2026-04-21 12:08:55 -07:00
parent c8f6bc1652
commit a8a57a3d77
6 changed files with 1876 additions and 36 deletions
@@ -0,0 +1,207 @@
+# Plan: Filters
+
+## Topic Summary
+
+Filters are the NIP-01 data structure for matching events. They form an elegant primitive for
+matching events independent of the client/relay context — not just for REQ messages, but as a
+general-purpose event matching and querying abstraction. The chapter covers the filter structure,
+matching semantics (AND within a filter, OR across filters), tag filters, timestamp constraints,
+limits, construction, hashing, grouping, and cardinality estimation.
+
+## Chapter Outline
+
+1. **Introduction** — Filters as a general-purpose event matching primitive. Not tied to relays;
+   they're a predicate you can evaluate against any event.
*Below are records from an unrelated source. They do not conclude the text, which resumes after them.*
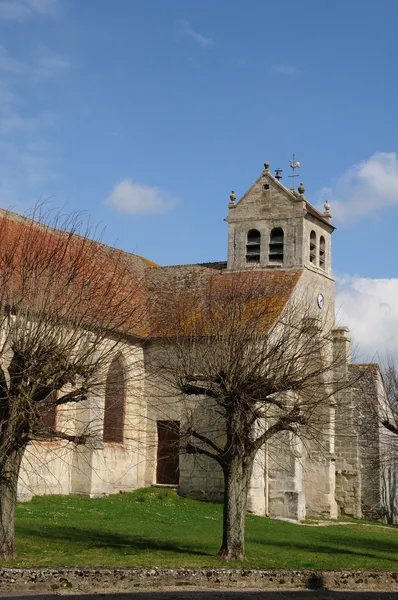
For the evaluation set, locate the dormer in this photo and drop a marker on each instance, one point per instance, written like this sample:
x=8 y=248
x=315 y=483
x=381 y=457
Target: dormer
x=274 y=227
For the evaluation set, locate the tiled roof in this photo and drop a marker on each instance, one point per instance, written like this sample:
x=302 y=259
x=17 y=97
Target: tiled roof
x=68 y=275
x=152 y=289
x=179 y=295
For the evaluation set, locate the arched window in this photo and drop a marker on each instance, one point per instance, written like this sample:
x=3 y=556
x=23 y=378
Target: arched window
x=47 y=418
x=253 y=246
x=322 y=252
x=275 y=254
x=115 y=393
x=313 y=247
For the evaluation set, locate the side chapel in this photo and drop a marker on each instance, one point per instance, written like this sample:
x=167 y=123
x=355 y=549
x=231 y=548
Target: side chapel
x=270 y=229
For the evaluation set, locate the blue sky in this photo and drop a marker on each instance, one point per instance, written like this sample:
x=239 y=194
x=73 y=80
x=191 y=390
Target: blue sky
x=147 y=113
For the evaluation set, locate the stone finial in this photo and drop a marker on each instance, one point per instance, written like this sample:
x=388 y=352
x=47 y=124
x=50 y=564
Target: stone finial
x=327 y=208
x=232 y=198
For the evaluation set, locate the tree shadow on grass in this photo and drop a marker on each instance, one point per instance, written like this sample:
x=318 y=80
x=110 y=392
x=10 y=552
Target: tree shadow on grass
x=90 y=539
x=360 y=547
x=228 y=595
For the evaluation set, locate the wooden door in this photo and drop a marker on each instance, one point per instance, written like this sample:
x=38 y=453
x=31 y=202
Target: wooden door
x=168 y=459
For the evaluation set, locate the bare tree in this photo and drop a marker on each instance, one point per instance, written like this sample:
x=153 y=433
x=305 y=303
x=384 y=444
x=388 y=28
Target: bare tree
x=67 y=303
x=257 y=362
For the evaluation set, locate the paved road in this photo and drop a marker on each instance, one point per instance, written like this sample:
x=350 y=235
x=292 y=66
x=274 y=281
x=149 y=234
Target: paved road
x=216 y=595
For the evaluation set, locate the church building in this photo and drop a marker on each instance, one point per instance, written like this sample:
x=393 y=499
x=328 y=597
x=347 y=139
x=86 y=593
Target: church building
x=277 y=232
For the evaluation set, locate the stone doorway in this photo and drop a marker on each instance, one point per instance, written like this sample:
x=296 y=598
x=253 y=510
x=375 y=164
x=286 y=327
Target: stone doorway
x=168 y=455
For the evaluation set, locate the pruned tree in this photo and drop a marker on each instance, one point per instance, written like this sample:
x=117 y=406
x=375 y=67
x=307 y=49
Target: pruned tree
x=261 y=361
x=67 y=303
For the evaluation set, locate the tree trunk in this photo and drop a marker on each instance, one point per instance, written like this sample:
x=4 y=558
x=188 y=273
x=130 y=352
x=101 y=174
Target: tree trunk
x=237 y=474
x=9 y=472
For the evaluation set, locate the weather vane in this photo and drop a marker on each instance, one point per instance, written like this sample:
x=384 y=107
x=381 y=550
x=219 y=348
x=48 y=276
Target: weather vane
x=294 y=165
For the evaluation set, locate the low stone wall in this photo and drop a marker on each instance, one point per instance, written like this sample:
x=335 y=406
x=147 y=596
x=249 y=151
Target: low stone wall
x=89 y=580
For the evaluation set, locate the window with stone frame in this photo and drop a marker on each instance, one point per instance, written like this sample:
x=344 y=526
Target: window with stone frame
x=322 y=253
x=276 y=246
x=47 y=418
x=115 y=398
x=313 y=246
x=253 y=246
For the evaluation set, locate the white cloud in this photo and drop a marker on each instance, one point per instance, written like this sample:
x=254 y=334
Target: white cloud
x=288 y=70
x=137 y=198
x=365 y=188
x=370 y=309
x=18 y=10
x=46 y=65
x=185 y=30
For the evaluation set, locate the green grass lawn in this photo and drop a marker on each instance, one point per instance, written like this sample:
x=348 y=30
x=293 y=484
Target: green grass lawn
x=157 y=527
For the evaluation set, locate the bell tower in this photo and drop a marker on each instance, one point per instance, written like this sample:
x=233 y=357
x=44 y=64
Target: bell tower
x=273 y=227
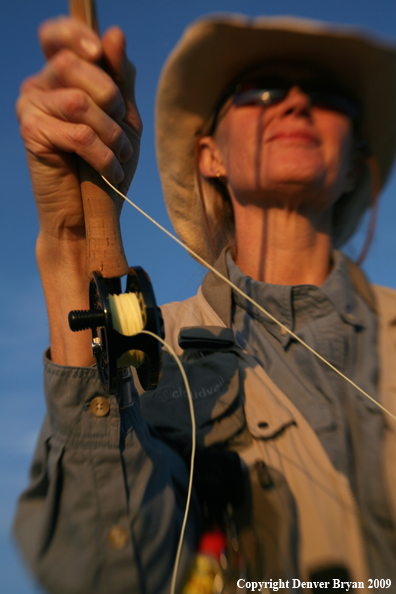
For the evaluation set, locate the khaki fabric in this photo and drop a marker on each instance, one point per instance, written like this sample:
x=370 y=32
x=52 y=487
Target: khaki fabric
x=329 y=532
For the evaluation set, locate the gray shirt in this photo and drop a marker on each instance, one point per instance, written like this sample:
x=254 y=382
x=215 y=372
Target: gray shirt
x=335 y=321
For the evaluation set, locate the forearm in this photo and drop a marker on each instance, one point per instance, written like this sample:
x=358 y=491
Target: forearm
x=104 y=508
x=61 y=263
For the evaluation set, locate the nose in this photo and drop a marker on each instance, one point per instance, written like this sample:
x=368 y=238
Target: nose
x=297 y=102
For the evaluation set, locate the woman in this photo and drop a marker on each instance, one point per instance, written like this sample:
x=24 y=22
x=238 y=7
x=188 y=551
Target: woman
x=261 y=140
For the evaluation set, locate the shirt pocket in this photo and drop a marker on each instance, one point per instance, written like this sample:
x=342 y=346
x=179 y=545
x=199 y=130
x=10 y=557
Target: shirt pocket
x=213 y=377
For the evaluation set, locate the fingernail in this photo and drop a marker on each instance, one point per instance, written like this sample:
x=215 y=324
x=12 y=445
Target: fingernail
x=91 y=48
x=126 y=152
x=118 y=113
x=119 y=174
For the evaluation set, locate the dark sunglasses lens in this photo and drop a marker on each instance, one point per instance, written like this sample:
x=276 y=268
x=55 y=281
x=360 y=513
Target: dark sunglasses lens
x=265 y=97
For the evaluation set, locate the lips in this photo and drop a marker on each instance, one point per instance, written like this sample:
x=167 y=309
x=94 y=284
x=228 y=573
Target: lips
x=298 y=135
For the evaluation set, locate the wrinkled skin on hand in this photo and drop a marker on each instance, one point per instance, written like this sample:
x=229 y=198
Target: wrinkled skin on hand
x=74 y=107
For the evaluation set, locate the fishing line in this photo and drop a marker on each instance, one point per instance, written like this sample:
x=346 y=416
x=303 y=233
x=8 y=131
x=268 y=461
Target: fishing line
x=128 y=317
x=259 y=307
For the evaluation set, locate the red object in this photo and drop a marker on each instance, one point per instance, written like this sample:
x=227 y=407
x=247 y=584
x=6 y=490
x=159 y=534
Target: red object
x=213 y=543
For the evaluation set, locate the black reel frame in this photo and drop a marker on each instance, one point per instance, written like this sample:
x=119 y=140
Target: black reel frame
x=108 y=344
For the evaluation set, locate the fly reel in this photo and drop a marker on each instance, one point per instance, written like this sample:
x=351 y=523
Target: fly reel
x=108 y=344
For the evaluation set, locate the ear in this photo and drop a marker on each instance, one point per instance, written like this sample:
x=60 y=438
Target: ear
x=209 y=158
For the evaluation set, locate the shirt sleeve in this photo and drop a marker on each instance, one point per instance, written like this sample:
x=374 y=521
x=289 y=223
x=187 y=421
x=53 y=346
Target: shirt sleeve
x=106 y=499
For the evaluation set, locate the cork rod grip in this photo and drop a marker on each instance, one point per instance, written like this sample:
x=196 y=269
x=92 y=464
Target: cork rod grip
x=105 y=252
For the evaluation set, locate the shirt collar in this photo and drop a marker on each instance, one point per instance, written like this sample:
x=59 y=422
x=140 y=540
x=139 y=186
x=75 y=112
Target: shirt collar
x=337 y=292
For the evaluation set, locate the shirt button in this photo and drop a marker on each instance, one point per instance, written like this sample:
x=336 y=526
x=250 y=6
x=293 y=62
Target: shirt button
x=99 y=406
x=117 y=538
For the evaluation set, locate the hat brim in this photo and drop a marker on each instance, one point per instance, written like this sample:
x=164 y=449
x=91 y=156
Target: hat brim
x=213 y=51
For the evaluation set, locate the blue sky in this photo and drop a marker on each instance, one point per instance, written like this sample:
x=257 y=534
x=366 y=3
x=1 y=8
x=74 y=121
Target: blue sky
x=152 y=28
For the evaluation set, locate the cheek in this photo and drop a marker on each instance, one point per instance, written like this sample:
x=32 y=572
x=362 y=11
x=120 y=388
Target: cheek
x=240 y=144
x=338 y=148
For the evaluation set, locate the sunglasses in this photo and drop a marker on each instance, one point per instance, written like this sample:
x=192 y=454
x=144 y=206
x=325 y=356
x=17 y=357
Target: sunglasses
x=267 y=91
x=267 y=96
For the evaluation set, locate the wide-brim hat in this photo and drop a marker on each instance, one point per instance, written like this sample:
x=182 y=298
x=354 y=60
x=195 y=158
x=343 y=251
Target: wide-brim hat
x=213 y=52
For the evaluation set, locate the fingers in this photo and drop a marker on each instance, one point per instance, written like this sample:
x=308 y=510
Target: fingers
x=68 y=120
x=123 y=72
x=67 y=70
x=74 y=106
x=63 y=32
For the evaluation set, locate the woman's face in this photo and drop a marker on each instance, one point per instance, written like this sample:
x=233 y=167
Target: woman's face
x=292 y=151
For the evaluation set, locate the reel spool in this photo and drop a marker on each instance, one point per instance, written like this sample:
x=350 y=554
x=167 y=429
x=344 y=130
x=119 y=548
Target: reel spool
x=108 y=345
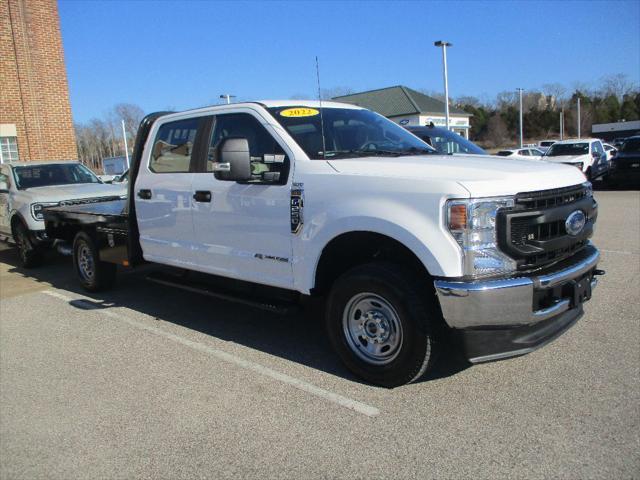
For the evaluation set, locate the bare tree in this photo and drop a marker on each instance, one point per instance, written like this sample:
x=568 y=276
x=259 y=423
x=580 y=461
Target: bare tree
x=497 y=133
x=506 y=99
x=618 y=85
x=557 y=92
x=132 y=116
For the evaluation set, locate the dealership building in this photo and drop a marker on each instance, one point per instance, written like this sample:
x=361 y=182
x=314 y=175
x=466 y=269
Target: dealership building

Analogy to database WHERE clauses.
+
+2. **The Filter Struct** — Walk through the fields:
+   - `ids: Option<BTreeSet<[u8; 32]>>` — match event IDs
+   - `authors: Option<BTreeSet<PublicKey>>` — match event authors
+   - `kinds: Option<BTreeSet<u16>>` — match event kinds
+   - `tags: BTreeMap<String, BTreeSet<String>>` — match tag values by tag name
+   - `since: Option<u64>` — lower bound on `created_at` (inclusive)
+   - `until: Option<u64>` — upper bound on `created_at` (inclusive)
+   - `limit: Option<usize>` — result count constraint (not a matching criterion)
+
+   Explain `Option` semantics: `None` = no constraint, `Some(empty set)` = matches nothing.
+   Note that `limit` is metadata for consumers, not part of matching logic.
+
+3. **Matching** — Implement `matches(&self, event: &Event) -> bool`:
+   - AND semantics: all present fields must match
+   - Early exit on scalar checks (ids, kinds, authors) before tag matching
+   - Tag matching: for each tag filter, event must have at least one tag with that name
+     whose value is in the filter's set (OR within a tag filter, AND across tag filters)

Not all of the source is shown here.